I asked the boy to convey my deepest thanks and appreciation to his mistress, mounted the horse, and rode away.
This blessed horse made no attempt to hide how happy it was to have me as its rider; it was neighing and snorting with pleasure, almost as though his owner had instructed it to treat me well. It conveyed me across the city of its own accord and at a modest pace, but, once we reached the part of the city by the mountain, it started cantering in order to show me how powerful and well endowed it really was. As I turned my face toward the gentle breezes, how often did I embellish the space with luscious kisses and affection! I felt as if my mount were transporting me on wings, as though I myself were flying as I recalled the passionate moments I had spent with my beloved. No words had ever tried to describe the feeling before, and indeed none of the famous love-poets of the Arabic tradition would be able to do so even if they were to combine their efforts. The elemental footfalls and profound spiritual heartbeats that accompanied such joyous emotions of love were beyond the scope of mere words. Muhammad al-Niffari,* Abu Hayyan al-Tawhidi, and other major intellectual figures had all spoken about the impossibility of using words to encompass larger concepts. Were my friend the Meknesi shaykh to have experienced moments such as these, he would willingly have surrendered his soul out of sheer emotion…
I reached my own quarters in record time and sought out 'Abd al-Barr. I asked him to find someone to take care of my horse, and he assured me that he would do so. He then informed me sadly that Shaykh `Abd al-Kamil from Meknes had actually died that very afternoon. On his deathbed he had been continually invoking the names of God, his Prophet, and my own name as well. From time to time he would say peculiar things, like "Here's a chicken with cumin, Ibn Dara; God has given it to you… and here's the really good deal…" I had to suppress the urge to laugh, and promised the warden that I would meet him at the funeral the next day. With that I headed for the dead man's room, recited some verses over him, and then bade him a final farewell.
Before noon prayer the next day (which was a Saturday), I conducted a funeral rite for the dead man, and then he was buried amid a flood of prayers, including the ones that were dearest to him while he was still alive-namely that God would accord him a place in His paradise and pour on him the abundance of His blessings without interruption or recompense….

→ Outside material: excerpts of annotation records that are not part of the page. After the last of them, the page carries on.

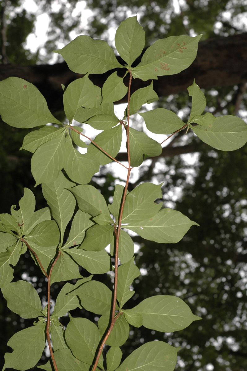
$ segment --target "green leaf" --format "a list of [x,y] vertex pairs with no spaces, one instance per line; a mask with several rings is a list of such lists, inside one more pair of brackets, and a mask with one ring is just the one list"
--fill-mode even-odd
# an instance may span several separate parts
[[122,264],[118,268],[117,299],[121,309],[134,293],[131,291],[130,286],[135,278],[140,276],[140,270],[134,263],[133,258],[128,263]]
[[74,217],[69,234],[63,249],[79,245],[85,236],[85,232],[94,223],[90,219],[91,216],[78,210]]
[[85,184],[89,183],[100,165],[86,153],[82,155],[74,148],[71,140],[68,138],[65,143],[66,160],[64,167],[68,176],[74,182]]
[[74,278],[81,278],[78,265],[62,250],[52,270],[51,284],[61,281],[69,281]]
[[[28,243],[30,247],[37,254],[44,269],[46,272],[47,272],[51,262],[54,259],[56,255],[57,245],[55,245],[54,246],[44,247],[39,246],[35,243],[34,242],[30,241],[29,241]],[[33,254],[30,252],[30,255],[37,265],[40,267],[39,264]],[[43,273],[42,270],[42,273]]]
[[74,195],[79,208],[92,216],[102,214],[105,216],[106,220],[111,221],[111,218],[103,196],[92,186],[80,184],[69,190]]
[[17,240],[17,239],[14,236],[0,232],[0,253],[6,251],[8,247],[14,244]]
[[[96,325],[86,318],[69,317],[70,321],[65,332],[66,342],[75,357],[91,364],[100,342],[100,331]],[[102,366],[101,358],[99,364]]]
[[[118,221],[118,214],[124,190],[124,187],[121,184],[116,184],[114,191],[113,201],[111,204],[108,205],[108,209],[110,212],[115,217],[117,223]],[[126,194],[128,193],[129,191],[127,191]]]
[[60,230],[61,243],[65,228],[72,217],[75,207],[75,197],[71,192],[65,188],[74,186],[75,183],[68,180],[62,172],[54,181],[42,184],[44,197]]
[[50,220],[51,219],[51,212],[49,207],[44,207],[40,210],[37,210],[33,215],[28,224],[28,228],[25,231],[26,234],[30,233],[35,227],[45,220]]
[[213,115],[207,112],[204,115],[197,115],[191,119],[191,122],[195,122],[201,126],[209,126],[212,124],[216,118]]
[[[111,242],[110,252],[112,256],[114,255],[115,236]],[[118,244],[118,259],[123,264],[131,259],[134,255],[134,242],[131,237],[126,232],[121,230]]]
[[70,311],[79,307],[76,294],[69,296],[66,295],[71,289],[72,286],[71,284],[67,282],[63,286],[56,298],[52,317],[62,317]]
[[101,104],[99,107],[92,107],[91,108],[79,107],[76,112],[75,119],[78,122],[86,122],[91,117],[96,115],[101,115],[103,113],[102,105]]
[[100,275],[111,269],[110,257],[105,250],[101,251],[85,251],[82,249],[64,250],[78,264],[85,268],[90,273]]
[[91,281],[93,276],[93,275],[91,275],[87,277],[84,277],[83,278],[78,279],[74,285],[72,283],[69,284],[68,283],[66,292],[68,295],[72,295],[72,296],[74,295],[74,292],[76,290],[77,290],[78,288],[79,288],[81,285],[84,285],[85,282]]
[[51,139],[40,146],[31,159],[31,170],[35,180],[35,187],[41,183],[56,180],[64,167],[64,134]]
[[28,188],[24,188],[24,195],[19,201],[20,209],[17,210],[16,206],[11,207],[11,214],[24,234],[29,226],[30,219],[34,213],[35,208],[35,198],[33,193]]
[[[118,153],[122,142],[121,125],[118,125],[109,130],[104,130],[95,137],[94,141],[114,158]],[[100,165],[106,165],[112,161],[92,143],[88,146],[87,153],[98,160]]]
[[120,24],[116,32],[115,43],[119,55],[130,67],[145,45],[145,32],[137,16],[128,18]]
[[[80,133],[82,133],[83,131],[82,128],[80,128],[79,126],[73,126],[72,125],[71,127],[74,128],[76,130],[78,131],[79,131]],[[81,140],[81,135],[79,135],[78,133],[76,132],[74,130],[71,130],[70,135],[73,141],[79,147],[81,147],[82,148],[87,148],[87,144],[86,144],[82,139]]]
[[105,41],[94,40],[84,35],[54,51],[61,54],[69,69],[77,73],[103,73],[113,68],[123,68]]
[[25,281],[11,282],[2,289],[8,308],[23,318],[35,318],[42,309],[38,293],[33,285]]
[[87,251],[100,251],[111,243],[114,232],[113,226],[96,224],[87,231],[80,248]]
[[3,121],[15,128],[30,129],[50,122],[62,123],[52,115],[37,88],[19,77],[0,82],[0,115]]
[[149,157],[159,156],[162,147],[156,141],[152,139],[142,131],[130,128],[130,165],[139,166],[143,161],[144,155]]
[[203,142],[221,151],[237,150],[247,142],[247,125],[239,117],[230,115],[217,117],[207,127],[191,127]]
[[[53,342],[52,342],[53,344]],[[59,371],[89,371],[88,365],[82,362],[74,355],[69,349],[58,349],[54,352],[56,363]],[[52,362],[50,359],[45,365],[38,366],[39,368],[53,371],[54,370]],[[97,368],[97,371],[99,368]]]
[[61,135],[65,129],[65,128],[58,129],[54,126],[45,126],[38,130],[33,130],[24,137],[20,150],[26,150],[34,153],[40,146]]
[[189,96],[192,97],[192,106],[188,121],[191,122],[193,117],[201,115],[203,112],[206,107],[207,102],[204,93],[196,84],[195,79],[193,84],[189,86],[187,90]]
[[162,209],[152,218],[124,227],[146,240],[160,243],[176,243],[193,225],[198,224],[179,211],[168,207]]
[[162,198],[162,184],[143,183],[130,192],[124,203],[122,223],[135,223],[156,214],[162,203],[156,204],[154,201]]
[[61,326],[56,326],[52,320],[52,317],[51,318],[51,337],[52,341],[52,347],[54,352],[58,349],[67,349],[68,347],[65,344],[64,339],[64,330],[63,328]]
[[0,288],[7,285],[14,278],[13,269],[10,264],[13,266],[16,265],[22,253],[22,243],[19,240],[16,244],[8,247],[7,251],[0,253]]
[[114,371],[118,367],[121,361],[123,353],[118,347],[111,347],[106,355],[107,371]]
[[157,40],[147,49],[138,65],[131,68],[133,77],[144,81],[157,80],[157,76],[174,75],[185,69],[196,56],[202,36],[171,36]]
[[114,72],[107,79],[102,88],[103,102],[117,102],[125,96],[128,88],[124,84],[123,78]]
[[77,79],[71,82],[64,93],[66,117],[71,121],[79,107],[96,107],[101,103],[101,100],[100,88],[93,84],[88,75]]
[[49,247],[59,243],[60,233],[58,225],[54,220],[42,221],[25,236],[27,242],[43,247]]
[[[102,102],[100,105],[90,108],[81,107],[78,108],[75,116],[75,119],[79,122],[87,123],[87,120],[96,115],[105,114],[114,117],[116,117],[114,112],[114,105],[113,102]],[[119,121],[119,120],[118,120]]]
[[[100,334],[104,334],[110,323],[109,314],[101,316],[98,322]],[[130,326],[122,315],[118,317],[105,344],[110,347],[121,347],[129,337]]]
[[101,114],[95,115],[87,121],[87,124],[98,130],[108,130],[116,126],[119,119],[115,115]]
[[173,371],[179,348],[163,341],[150,341],[134,350],[116,371]]
[[98,281],[90,281],[72,292],[79,298],[85,309],[96,314],[109,313],[113,293],[107,286]]
[[[107,220],[106,219],[107,219]],[[111,224],[113,223],[112,220],[110,221],[108,217],[106,218],[105,216],[103,214],[100,214],[99,215],[97,215],[92,218],[92,220],[97,224],[99,224],[101,226],[105,226],[106,224]]]
[[176,296],[158,295],[144,299],[130,312],[140,314],[142,324],[147,328],[163,332],[173,332],[201,319],[193,314],[188,306]]
[[135,313],[131,309],[123,311],[124,318],[130,325],[135,327],[140,327],[142,325],[142,317],[139,313]]
[[[150,85],[138,89],[131,94],[130,101],[130,116],[138,112],[143,104],[152,103],[158,99],[159,97],[153,90],[152,81]],[[125,110],[124,115],[126,117],[128,116],[127,107]]]
[[[0,219],[1,216],[1,215],[9,215],[9,216],[10,216],[11,218],[12,217],[12,215],[9,215],[9,214],[0,214],[0,220],[1,220]],[[14,218],[13,218],[13,220],[14,220]],[[15,224],[14,228],[16,228],[16,227],[15,227],[15,220],[14,221],[14,223]],[[2,224],[1,223],[0,223],[0,231],[1,232],[3,232],[4,233],[9,233],[9,234],[12,234],[12,236],[15,236],[15,235],[16,235],[14,233],[14,232],[13,232],[12,231],[12,230],[11,230],[11,227],[7,226],[6,226],[6,225],[4,226],[3,224]]]
[[34,367],[39,360],[45,345],[45,323],[25,328],[10,338],[7,345],[13,349],[5,354],[3,371],[7,367],[26,370]]
[[170,134],[184,125],[176,114],[165,108],[155,108],[139,114],[143,117],[149,130],[155,134]]
[[14,231],[19,233],[20,227],[17,224],[17,222],[12,215],[9,214],[0,214],[0,221],[3,226],[7,230]]

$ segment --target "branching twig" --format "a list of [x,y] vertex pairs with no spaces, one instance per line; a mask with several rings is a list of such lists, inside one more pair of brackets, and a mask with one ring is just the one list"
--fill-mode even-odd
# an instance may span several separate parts
[[61,250],[59,250],[58,255],[56,257],[54,262],[52,264],[51,269],[50,269],[49,275],[48,276],[47,279],[47,302],[48,305],[47,305],[47,321],[46,322],[46,327],[45,332],[46,334],[46,339],[47,340],[47,342],[48,343],[48,346],[49,347],[49,350],[50,351],[50,353],[51,353],[51,357],[52,361],[52,363],[53,364],[55,371],[58,371],[58,367],[56,362],[56,360],[54,356],[53,350],[52,350],[52,348],[51,344],[51,339],[50,339],[50,282],[51,281],[51,277],[52,272],[52,269],[53,269],[54,265],[57,262],[58,258],[60,256],[61,254]]
[[100,151],[101,151],[101,152],[103,152],[103,153],[104,153],[105,155],[106,155],[108,157],[111,158],[113,161],[115,161],[115,162],[117,162],[117,163],[119,164],[119,165],[121,165],[121,166],[123,166],[124,167],[125,167],[126,169],[128,168],[127,167],[125,166],[123,164],[121,164],[120,162],[119,162],[119,161],[118,161],[117,160],[116,160],[116,158],[114,158],[113,157],[111,156],[110,155],[109,155],[108,153],[107,153],[107,152],[106,152],[105,151],[104,151],[103,148],[101,148],[101,147],[100,147],[99,145],[98,145],[97,143],[95,143],[95,142],[94,142],[93,140],[92,140],[92,139],[91,139],[91,138],[90,138],[88,137],[87,137],[87,135],[85,135],[85,134],[82,134],[82,133],[80,132],[78,130],[77,130],[76,129],[74,129],[71,126],[70,127],[72,130],[74,130],[74,131],[75,131],[76,133],[77,133],[78,134],[79,134],[80,135],[82,135],[83,137],[85,137],[87,138],[87,139],[88,139],[89,140],[90,140],[90,142],[92,143],[93,144],[94,144],[94,145],[97,147],[97,148],[98,148]]
[[46,334],[46,339],[47,340],[47,342],[48,343],[48,346],[49,348],[49,350],[50,351],[50,353],[51,353],[51,357],[52,361],[52,363],[53,364],[53,365],[54,366],[55,371],[58,371],[58,367],[56,365],[56,361],[54,356],[54,354],[53,353],[53,351],[52,350],[52,348],[51,344],[51,340],[50,339],[50,282],[51,281],[51,277],[52,274],[52,269],[54,267],[54,265],[58,261],[58,258],[60,256],[61,254],[61,250],[59,250],[58,253],[58,255],[56,257],[55,259],[52,264],[51,266],[51,269],[50,270],[50,272],[49,273],[49,275],[47,274],[45,270],[43,265],[41,264],[40,261],[39,259],[38,256],[36,253],[34,251],[33,249],[31,247],[29,244],[27,243],[27,241],[25,240],[23,238],[21,238],[20,240],[23,242],[26,246],[27,249],[29,250],[32,254],[35,257],[35,259],[37,260],[37,261],[39,264],[40,266],[41,269],[43,270],[45,275],[47,279],[47,302],[48,302],[48,305],[47,305],[47,320],[46,321],[46,327],[45,332]]
[[[121,232],[121,222],[123,217],[123,212],[124,202],[127,194],[127,190],[128,186],[130,179],[130,172],[133,168],[130,166],[130,139],[129,139],[129,119],[130,119],[130,87],[131,86],[131,82],[132,81],[132,76],[131,71],[129,71],[130,73],[130,79],[129,83],[129,91],[128,92],[128,116],[127,118],[127,125],[124,125],[124,127],[126,132],[126,147],[127,148],[127,153],[128,157],[128,167],[126,168],[128,169],[128,173],[126,178],[125,187],[124,190],[121,204],[120,207],[119,214],[118,216],[118,224],[117,226],[115,225],[114,227],[114,233],[116,237],[115,242],[115,269],[114,269],[114,291],[113,293],[113,299],[112,305],[112,312],[111,313],[111,323],[109,328],[107,331],[105,337],[102,341],[96,356],[96,358],[94,362],[93,367],[92,371],[95,371],[97,367],[97,365],[100,359],[100,357],[102,352],[104,346],[105,344],[105,342],[109,337],[109,335],[111,332],[114,326],[116,321],[118,317],[122,314],[121,312],[118,312],[117,315],[115,316],[115,311],[116,309],[116,304],[117,303],[117,278],[118,278],[118,246],[119,244],[119,238],[120,237],[120,233]],[[80,133],[81,134],[81,133]],[[117,161],[118,162],[118,161]],[[122,164],[120,164],[120,165]]]
[[186,124],[185,125],[184,125],[183,126],[182,128],[181,128],[180,129],[178,129],[178,130],[176,130],[176,131],[175,131],[174,133],[172,133],[172,134],[171,134],[170,135],[169,135],[169,137],[168,137],[167,138],[166,138],[165,140],[163,140],[163,142],[162,142],[161,143],[160,143],[160,145],[162,144],[165,142],[166,141],[167,141],[169,138],[171,138],[172,137],[173,137],[175,134],[176,134],[176,133],[178,133],[179,131],[180,131],[181,130],[182,130],[183,129],[185,129],[185,128],[186,128],[188,125],[189,125],[188,124]]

Immediately after the noon prayer in the mosque, 'Abd al-Barr invited me to have lunch with him in his house, and I duly accepted. Part of our conversation revolved around death and the next world, while other parts concerned people's lives and the troubles they faced in this world. I got the impression that my host had something he wanted to tell me but was hesitating. With a broad smile on my face I asked him directly what was troubling him. He frowned, gave a deep sigh, then explained to me how bad the situation was with the facilities at the zawiya, especially the quarters for travelers; worst of all were the conditions in the lunatic asylum. In the latter facility there were only five orderlies and assistants left, who persevered patiently in spite of the paltry salaries they received for their pains. The thing he feared most was that the overlord of the lunatics would die, and then the place would fall apart and descend into complete chaos. The number of regular donors was going down, he told me. But for the financial help he had received from the governor, Ibn Khalas, whom he praised profusely, the entire zawiya and its facilities would long since have been swept away like so much dust.